До Гардана было примерно восемь миль, это было живописное местечко, во многом напоминавшее итальянские деревушки на вершинах холмов. Сезанна привлекала пирамидальная форма поселения и кубическая геометрия домов, с которой неизменно ассоциируются кубистические пейзажи, появившиеся двадцать лет спустя, – не столько пейзажи в традиционном понимании, сколько вариации на тему пейзажа, где каждый элемент встроен в общий контекст, но дух места в значительной мере теряется или изменяется. Со временем сезанновский Гардан станет Ла-Рош-Гийоном у Брака, Хорта-де-Эбро у Пикассо, а еще через двадцать лет превратится в Стейтен-Айленд у Горки. Для кубистов знакомство с Сезанном стало определяющим. Брак, например, погрузившись в сезанновский мир, обнаружил с ним глубинную связь и пережил своеобразное озарение, как будто нашел в собственной памяти то, о чем и не подозревал. «Открытие его работ все перевернуло, – признался он на склоне лет одному из близких друзей. – Мне пришлось все переосмыслить. Я не единственный был потрясен до глубины души. Предстояло побороть многое из того, что мы умели, к чему относились с уважением, чем восхищались, что любили.

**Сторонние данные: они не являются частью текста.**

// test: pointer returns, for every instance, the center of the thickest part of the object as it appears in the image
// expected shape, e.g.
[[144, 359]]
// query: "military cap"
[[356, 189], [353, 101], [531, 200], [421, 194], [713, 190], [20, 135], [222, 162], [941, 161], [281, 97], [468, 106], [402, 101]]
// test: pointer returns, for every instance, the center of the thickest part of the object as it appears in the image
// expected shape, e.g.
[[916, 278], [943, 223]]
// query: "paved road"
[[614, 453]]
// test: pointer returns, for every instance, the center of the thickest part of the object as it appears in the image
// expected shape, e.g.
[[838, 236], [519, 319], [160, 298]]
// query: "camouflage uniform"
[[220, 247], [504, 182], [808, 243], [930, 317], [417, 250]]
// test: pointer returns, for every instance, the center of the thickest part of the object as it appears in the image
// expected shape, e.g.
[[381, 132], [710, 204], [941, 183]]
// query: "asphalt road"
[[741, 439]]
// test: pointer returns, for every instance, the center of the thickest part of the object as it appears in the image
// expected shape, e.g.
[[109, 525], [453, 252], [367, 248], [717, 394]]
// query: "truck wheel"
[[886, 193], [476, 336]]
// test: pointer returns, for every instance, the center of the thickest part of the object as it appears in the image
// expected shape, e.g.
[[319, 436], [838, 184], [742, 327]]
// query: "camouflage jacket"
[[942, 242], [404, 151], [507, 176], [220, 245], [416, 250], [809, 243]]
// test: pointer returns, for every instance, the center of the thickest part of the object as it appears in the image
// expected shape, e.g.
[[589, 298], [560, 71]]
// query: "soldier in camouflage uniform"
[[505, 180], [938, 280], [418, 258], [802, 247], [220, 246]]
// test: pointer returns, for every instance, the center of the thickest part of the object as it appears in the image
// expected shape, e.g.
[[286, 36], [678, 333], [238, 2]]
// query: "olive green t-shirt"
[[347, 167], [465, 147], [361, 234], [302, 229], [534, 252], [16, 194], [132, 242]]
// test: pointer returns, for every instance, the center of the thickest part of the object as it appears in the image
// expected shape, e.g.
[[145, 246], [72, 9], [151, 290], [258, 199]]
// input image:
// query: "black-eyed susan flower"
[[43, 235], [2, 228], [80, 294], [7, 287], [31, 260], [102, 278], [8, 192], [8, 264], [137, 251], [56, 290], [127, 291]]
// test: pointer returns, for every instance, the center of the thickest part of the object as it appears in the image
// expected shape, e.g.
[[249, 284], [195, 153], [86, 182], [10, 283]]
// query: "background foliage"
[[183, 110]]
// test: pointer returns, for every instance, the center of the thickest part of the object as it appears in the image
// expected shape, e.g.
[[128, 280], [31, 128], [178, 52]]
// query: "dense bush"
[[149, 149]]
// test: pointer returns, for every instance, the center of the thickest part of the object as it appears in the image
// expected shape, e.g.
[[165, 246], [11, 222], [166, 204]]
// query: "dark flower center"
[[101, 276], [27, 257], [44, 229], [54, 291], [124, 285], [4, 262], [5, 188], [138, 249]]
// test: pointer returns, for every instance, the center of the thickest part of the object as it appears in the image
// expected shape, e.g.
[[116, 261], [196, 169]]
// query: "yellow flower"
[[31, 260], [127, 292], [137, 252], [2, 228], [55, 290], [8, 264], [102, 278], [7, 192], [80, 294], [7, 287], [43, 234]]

В работах Сезанна следует видеть не только живописные композиции, но также – о чем часто забывают – новую этическую идею пространства». Матисс, рассматривая результаты, обратил внимание, что дома Брака (а точнее, изображающие их символы) несут как формальную нагрузку, «выделяясь на общем фоне пейзажа», так и смысловую, «передавая гуманистическую идею, во имя которой они поставлены»{640}.

Сезанновский вид Гардана стоит практически у истоков этой метаморфозы (цв. ил. 62). Акцентируя определенную ассоциацию, художник изобразил городок трижды, каждый раз выбирая новое время и новую точку, словно обходя место по кругу. Одна из этих композиций, возможно первая, – горизонтальная; две другие – вертикальные, хотя один из вариантов изначально виделся горизонтальным. Сезанн передумал, но сделал так, чтобы следы проступали на поверхности, словно отражая процесс работы, или ход времени, или сомнения художника. Такой же холст был оставлен вызывающе незавершенным{641}.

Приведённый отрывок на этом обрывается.